Matthew had been facing the toilet, and he was, in fact, making moaning sounds. But a friend, Ezekiel, who’d been in another stall at the time, testified that he’d thought that Matthew had been joking.

He “was like that,” Ezekiel said in Monday’s ruling.

Like, he would just mess around.

According to the Daily Dot, MH, an 11th grader at the time, wasn’t in on the joke. He entered the bathroom and, hearing Matthew’s moans, whipped out his camera.

The video, taken inside the bathroom at University City High in San Diego County, was shot about 20 feet away from the bathroom stall, according to court documents.

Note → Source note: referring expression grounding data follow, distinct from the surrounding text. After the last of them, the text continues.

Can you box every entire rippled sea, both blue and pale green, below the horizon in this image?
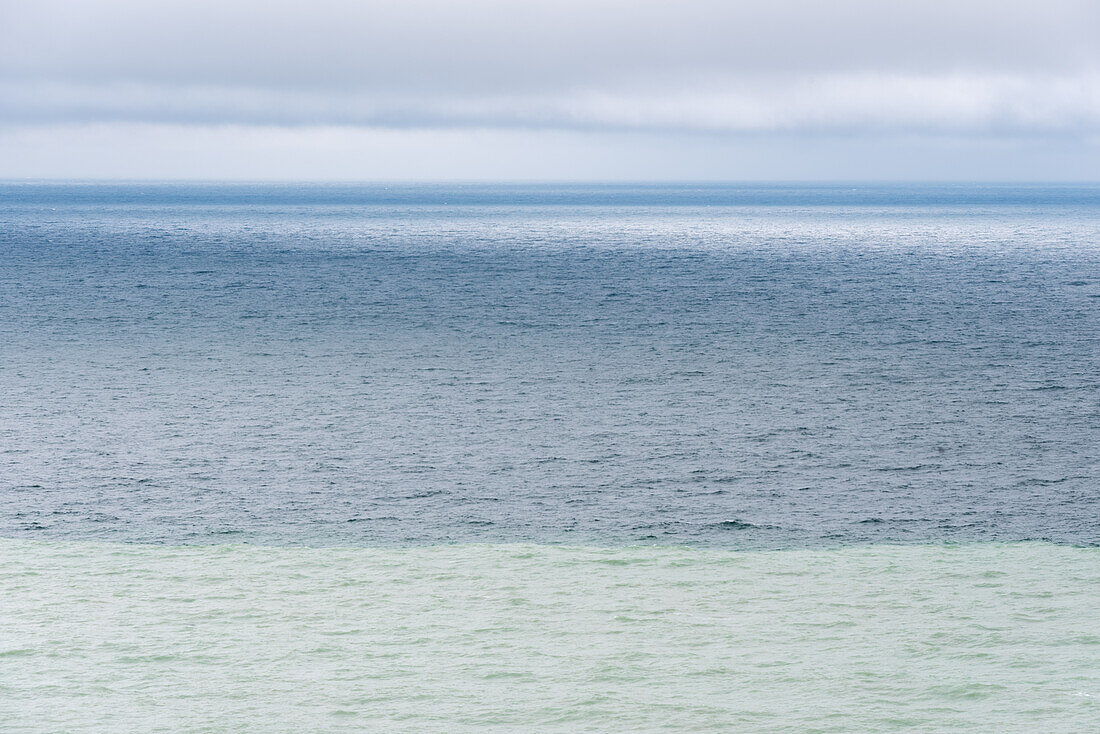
[0,184,1100,732]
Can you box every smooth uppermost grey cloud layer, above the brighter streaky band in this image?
[0,0,1100,90]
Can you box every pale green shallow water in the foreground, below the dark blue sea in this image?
[0,539,1100,732]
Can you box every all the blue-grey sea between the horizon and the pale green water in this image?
[0,184,1100,547]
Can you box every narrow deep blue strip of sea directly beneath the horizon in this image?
[0,182,1100,207]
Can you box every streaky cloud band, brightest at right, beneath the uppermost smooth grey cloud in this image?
[0,73,1100,135]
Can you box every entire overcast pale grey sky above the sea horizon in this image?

MH later uploaded the video, writing in a caption something along the lines of “I think this dude is jacking off.”

However, MH only came to the attention of authorities when he confronted Ezekiel at Matthew’s funeral, threatening to “kick his ass” if he didn’t stop telling people he took the video.

Ezekiel alerted school officials. MH then confessed that he’d uploaded the video, telling the police that he “felt terrible for what had happened.”

San Diego prosecutors charged MH with invasion of privacy, and a court sentenced the boy to probation.

The conditions of his probation include social media restrictions, among other things. MH appealed, claiming that Matthew had no reasonable expectation of privacy in the bathroom stall because his distinctive shoes were visible under the stall’s wall and Matthew was audibly moaning, which anyone in the bathroom could have heard.

He also argued that there was a “newsworthy” defense that immunized him from criminal liability and that his First Amendment right to free speech was being violated.

MH had contested that his recording of Matthew was “a matter of concern to his school community,” in the “public interest,” and amounted to constitutionally protected “news gathering.”

He said that Matthew was engaged in an unlawful act of masturbating in public, and MH had caught him in the act.

The court dismissed those claims, noting that they hadn’t been made during the initial trial, and rarely do appellate courts deal with claims made on appeal that haven’t first been vetted at trial.

As far as privacy rights go, in its 24-page decision upholding the misdemeanor conviction, the court wrote:

A student in a high school bathroom stall reasonably expects he will not be videoed and have that video disseminated on social media. Matthew did not forfeit that right merely because his socks and shoes could be seen and his voice could be heard by others in the bathroom.

Matthew may have run the risk that people in the bathroom would tell others what they witnessed there. But that is a far cry from expecting his actions would be electronically recorded and broadcasted to the student body.